Ketika pak Jokowi dilantik pada tahun 2014, saya kira situasinya akan sama. Ternyata saya salah. Dengan cerdik pak Jokowi menaikan harga BBM "setinggi-tingginya" hingga melebihi level yang bisa dibayangkan oleh masyarakat. Ekonomi bergejolak, harga-harga terkerek, rakyat berteriak, masih ada demo juga. Tetapi segala sesuatunya segera menyesuaikan diri, harga BBM naik, harga kebutuhan naik, UMR naik, dan endingnya semuanya kembali normal.
Ketika pada tahapan berikutnya harga BBM kembali naik turun, respon masyarakat sudah biasa. Karena naik turunnya BBM masih di bawah kenaikan harga BBM pertama kali. Sehingga bisa kita lihat sekarang, kenaikan harga BBM bukanlah sesuatu yang istimewa. Masyarakat meresponnya dengan biasa saja. apalagi sejak diluncurkannya pertalite, masyarakat malah cenderung melupakan premium. Masyarakat lebih fokus kepada pasokan BBM harus tersedia.
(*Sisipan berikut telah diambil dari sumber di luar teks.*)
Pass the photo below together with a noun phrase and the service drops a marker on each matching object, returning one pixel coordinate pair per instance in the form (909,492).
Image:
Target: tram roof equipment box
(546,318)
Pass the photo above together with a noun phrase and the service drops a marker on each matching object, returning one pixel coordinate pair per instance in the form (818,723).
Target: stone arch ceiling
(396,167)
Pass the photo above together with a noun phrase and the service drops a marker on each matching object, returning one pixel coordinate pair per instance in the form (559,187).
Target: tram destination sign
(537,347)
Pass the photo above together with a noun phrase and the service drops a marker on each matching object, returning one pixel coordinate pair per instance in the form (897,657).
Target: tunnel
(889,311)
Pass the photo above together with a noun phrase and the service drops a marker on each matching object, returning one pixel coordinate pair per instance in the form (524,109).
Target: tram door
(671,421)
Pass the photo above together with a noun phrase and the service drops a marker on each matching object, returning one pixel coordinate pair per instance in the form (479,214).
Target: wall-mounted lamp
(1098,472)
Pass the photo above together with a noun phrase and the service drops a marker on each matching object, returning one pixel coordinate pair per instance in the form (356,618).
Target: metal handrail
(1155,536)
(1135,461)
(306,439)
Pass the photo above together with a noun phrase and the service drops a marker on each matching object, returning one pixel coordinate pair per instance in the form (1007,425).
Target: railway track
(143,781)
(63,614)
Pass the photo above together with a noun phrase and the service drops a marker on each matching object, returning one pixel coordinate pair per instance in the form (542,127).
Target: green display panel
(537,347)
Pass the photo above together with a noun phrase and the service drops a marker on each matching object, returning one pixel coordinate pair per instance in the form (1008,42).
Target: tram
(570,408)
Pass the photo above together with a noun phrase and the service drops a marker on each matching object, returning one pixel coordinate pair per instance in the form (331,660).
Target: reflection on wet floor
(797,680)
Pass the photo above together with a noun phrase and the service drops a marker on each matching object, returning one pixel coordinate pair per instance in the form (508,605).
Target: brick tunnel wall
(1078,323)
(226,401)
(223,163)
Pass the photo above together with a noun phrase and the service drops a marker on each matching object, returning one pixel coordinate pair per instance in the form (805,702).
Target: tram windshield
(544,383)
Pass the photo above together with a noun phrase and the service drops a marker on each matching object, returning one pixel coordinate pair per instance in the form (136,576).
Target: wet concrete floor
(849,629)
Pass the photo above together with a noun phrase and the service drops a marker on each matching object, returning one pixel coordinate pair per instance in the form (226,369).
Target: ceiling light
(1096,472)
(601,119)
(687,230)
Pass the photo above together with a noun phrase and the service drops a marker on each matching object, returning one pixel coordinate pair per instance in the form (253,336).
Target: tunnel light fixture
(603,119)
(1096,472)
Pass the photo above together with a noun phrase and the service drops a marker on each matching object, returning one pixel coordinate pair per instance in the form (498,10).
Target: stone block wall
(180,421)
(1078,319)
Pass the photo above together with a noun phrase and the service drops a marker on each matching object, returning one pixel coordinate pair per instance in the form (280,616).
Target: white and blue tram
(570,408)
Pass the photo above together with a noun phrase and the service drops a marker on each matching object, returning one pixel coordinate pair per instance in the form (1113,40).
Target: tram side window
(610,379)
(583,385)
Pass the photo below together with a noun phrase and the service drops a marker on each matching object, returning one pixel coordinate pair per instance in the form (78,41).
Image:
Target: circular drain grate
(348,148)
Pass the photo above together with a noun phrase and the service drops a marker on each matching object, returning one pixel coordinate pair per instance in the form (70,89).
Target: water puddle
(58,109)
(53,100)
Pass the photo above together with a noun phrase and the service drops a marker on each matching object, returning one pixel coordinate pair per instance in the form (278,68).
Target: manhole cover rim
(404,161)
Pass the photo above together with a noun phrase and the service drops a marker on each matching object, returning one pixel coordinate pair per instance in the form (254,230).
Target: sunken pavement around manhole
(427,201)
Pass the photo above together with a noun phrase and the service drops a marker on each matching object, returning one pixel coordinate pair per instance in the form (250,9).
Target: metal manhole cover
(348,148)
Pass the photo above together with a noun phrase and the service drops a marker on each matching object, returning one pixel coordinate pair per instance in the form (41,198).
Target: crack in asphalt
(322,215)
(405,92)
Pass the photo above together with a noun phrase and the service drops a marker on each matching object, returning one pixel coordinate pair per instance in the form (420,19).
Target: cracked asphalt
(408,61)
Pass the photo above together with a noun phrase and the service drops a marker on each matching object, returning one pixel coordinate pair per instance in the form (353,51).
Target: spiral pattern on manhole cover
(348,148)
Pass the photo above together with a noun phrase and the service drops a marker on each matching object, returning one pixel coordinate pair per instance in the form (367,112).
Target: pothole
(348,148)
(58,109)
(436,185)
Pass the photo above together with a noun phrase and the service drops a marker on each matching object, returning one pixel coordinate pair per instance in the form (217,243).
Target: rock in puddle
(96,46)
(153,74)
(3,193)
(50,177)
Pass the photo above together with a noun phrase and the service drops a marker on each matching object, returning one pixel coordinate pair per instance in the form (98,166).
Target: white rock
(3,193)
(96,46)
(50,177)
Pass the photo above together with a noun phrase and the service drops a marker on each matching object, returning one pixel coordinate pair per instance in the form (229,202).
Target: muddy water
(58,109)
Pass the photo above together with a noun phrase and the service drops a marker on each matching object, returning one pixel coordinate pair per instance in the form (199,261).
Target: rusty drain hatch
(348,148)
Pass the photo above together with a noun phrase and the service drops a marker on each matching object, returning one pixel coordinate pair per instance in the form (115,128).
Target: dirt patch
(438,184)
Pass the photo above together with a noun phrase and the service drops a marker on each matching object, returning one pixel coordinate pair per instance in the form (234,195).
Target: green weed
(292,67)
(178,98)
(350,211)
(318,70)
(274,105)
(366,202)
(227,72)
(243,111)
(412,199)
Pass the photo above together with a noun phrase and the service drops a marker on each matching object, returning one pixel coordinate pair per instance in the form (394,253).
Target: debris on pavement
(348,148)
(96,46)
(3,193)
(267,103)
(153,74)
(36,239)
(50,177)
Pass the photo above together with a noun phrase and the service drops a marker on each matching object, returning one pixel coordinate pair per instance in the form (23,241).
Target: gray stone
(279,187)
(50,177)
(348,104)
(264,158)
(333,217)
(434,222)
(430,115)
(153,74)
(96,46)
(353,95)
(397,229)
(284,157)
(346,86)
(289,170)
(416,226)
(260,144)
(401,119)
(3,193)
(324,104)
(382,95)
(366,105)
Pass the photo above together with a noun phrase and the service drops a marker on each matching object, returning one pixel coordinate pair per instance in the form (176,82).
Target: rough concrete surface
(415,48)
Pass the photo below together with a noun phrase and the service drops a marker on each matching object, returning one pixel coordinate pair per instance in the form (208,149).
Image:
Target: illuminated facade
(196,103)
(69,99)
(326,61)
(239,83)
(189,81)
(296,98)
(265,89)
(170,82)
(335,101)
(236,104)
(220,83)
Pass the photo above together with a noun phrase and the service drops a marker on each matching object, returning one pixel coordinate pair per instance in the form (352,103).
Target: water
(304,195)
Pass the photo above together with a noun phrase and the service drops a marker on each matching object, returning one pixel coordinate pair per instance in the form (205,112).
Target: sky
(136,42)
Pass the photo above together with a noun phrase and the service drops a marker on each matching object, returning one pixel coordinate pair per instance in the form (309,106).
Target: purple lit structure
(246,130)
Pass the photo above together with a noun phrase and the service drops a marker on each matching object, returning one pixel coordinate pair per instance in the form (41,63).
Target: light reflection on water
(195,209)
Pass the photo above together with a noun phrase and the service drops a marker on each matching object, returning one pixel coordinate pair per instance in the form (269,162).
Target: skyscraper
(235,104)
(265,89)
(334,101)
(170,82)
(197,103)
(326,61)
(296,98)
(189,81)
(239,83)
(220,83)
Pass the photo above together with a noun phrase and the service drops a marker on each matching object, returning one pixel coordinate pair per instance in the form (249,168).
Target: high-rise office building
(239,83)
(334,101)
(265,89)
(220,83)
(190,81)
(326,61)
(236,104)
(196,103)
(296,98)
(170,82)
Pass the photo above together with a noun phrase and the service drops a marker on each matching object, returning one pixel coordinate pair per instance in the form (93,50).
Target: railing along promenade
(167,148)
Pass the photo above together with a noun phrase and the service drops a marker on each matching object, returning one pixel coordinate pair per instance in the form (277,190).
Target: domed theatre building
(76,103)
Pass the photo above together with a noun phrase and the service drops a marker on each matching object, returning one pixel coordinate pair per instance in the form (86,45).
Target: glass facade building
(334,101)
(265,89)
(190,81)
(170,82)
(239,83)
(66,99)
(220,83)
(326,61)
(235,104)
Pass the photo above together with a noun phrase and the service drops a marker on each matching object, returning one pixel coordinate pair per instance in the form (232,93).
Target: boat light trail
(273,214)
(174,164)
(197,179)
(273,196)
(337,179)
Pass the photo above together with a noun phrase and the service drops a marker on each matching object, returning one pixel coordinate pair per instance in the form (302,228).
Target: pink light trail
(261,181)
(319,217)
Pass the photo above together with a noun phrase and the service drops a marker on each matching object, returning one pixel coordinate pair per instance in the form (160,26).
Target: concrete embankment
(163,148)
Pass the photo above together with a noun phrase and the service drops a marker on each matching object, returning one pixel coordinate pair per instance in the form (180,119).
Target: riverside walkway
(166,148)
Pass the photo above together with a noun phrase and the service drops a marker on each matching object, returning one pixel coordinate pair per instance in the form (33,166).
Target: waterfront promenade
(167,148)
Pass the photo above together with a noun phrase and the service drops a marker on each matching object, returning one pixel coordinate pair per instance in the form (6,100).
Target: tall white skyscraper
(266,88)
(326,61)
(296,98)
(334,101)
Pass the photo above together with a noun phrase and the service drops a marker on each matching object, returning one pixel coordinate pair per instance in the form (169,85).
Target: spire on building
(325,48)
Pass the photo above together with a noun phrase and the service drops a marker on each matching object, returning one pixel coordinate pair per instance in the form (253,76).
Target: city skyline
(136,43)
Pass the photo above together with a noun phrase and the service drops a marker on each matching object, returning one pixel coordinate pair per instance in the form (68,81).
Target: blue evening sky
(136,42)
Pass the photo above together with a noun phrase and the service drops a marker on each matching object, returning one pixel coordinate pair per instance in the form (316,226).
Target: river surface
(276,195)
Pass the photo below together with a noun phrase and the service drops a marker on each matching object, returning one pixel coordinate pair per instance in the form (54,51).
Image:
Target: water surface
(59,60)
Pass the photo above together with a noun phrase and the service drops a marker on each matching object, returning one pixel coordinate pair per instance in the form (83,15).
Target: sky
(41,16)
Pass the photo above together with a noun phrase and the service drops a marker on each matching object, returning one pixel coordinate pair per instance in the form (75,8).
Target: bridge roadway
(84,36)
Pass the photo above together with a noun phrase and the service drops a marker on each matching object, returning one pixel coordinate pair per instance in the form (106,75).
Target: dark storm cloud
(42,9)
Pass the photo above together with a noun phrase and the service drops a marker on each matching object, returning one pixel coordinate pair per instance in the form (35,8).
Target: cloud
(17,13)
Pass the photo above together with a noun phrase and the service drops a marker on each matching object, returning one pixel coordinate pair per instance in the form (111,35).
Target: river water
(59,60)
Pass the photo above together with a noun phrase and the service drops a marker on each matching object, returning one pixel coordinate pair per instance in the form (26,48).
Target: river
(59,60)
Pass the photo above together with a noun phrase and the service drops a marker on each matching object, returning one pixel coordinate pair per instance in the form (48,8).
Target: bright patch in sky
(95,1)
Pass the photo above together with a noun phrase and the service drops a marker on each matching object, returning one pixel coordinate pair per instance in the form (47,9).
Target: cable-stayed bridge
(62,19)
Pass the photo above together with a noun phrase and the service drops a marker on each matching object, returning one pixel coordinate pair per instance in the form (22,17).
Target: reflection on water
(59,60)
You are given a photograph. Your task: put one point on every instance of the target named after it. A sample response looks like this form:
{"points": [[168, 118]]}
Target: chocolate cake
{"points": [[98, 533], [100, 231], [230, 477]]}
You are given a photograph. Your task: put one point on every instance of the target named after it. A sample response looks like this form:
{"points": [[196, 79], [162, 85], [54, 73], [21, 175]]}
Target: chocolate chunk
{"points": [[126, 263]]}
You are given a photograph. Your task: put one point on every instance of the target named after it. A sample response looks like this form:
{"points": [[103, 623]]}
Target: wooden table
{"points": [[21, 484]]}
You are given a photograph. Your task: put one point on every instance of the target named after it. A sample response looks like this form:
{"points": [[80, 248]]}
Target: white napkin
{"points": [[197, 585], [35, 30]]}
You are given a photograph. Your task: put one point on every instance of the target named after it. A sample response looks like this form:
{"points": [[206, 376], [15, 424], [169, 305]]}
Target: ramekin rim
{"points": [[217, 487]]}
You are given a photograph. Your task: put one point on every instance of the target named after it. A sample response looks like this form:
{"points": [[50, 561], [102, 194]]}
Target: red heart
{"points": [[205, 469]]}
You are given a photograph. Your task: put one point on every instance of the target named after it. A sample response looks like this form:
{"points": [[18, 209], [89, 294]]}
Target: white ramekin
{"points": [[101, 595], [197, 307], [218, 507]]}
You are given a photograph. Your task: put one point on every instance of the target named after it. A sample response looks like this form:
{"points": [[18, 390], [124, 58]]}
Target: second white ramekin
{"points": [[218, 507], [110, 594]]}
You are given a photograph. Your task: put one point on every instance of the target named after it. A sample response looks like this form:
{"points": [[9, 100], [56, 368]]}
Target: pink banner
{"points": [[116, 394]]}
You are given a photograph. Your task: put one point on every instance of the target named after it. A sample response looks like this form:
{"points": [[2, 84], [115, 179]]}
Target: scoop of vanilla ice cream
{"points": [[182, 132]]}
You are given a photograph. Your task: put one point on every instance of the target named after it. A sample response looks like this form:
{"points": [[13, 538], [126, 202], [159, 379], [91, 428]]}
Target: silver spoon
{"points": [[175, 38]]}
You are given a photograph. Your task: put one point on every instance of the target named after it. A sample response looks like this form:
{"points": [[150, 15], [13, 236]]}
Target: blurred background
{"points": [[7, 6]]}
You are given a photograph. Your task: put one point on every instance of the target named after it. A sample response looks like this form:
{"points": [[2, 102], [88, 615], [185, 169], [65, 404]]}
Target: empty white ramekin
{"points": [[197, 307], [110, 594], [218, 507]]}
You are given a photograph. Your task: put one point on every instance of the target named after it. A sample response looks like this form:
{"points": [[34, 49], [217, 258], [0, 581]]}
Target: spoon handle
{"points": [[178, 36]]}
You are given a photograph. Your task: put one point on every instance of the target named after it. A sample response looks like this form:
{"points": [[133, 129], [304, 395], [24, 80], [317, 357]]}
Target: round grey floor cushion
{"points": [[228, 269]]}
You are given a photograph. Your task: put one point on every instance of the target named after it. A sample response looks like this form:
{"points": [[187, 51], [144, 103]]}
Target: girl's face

Adakah yang tidak suka dengan kebijakan dan keadaan tersebut? Ada, dan hal itu hal yang lumrah dalam bernegara. Tetapi secara umum, kondisinya baik-baik saja.
Bagaimana dengan kondisi harga tiket pesawat?
Harga tiket pesawat mengalami cerita yang berbeda. Dahulu tidak ada orang yang meributkan harga tiket pesawat. Sebab yang naik pesawat memang orang yang punya uang. Bahwa pada saat itu harga tiket pesawat juga mahal (tidak terjangkau oleh masyarakat umum) bukanlah sebuah masalah. Karena mindset yang terbangun pesawat ditujukan untuk yang punya uang lebih. Yang tidak punya uang banyak, dengan rela hati memilih mode transportasi lain yang sesuai dengan kekuatan finansialnya.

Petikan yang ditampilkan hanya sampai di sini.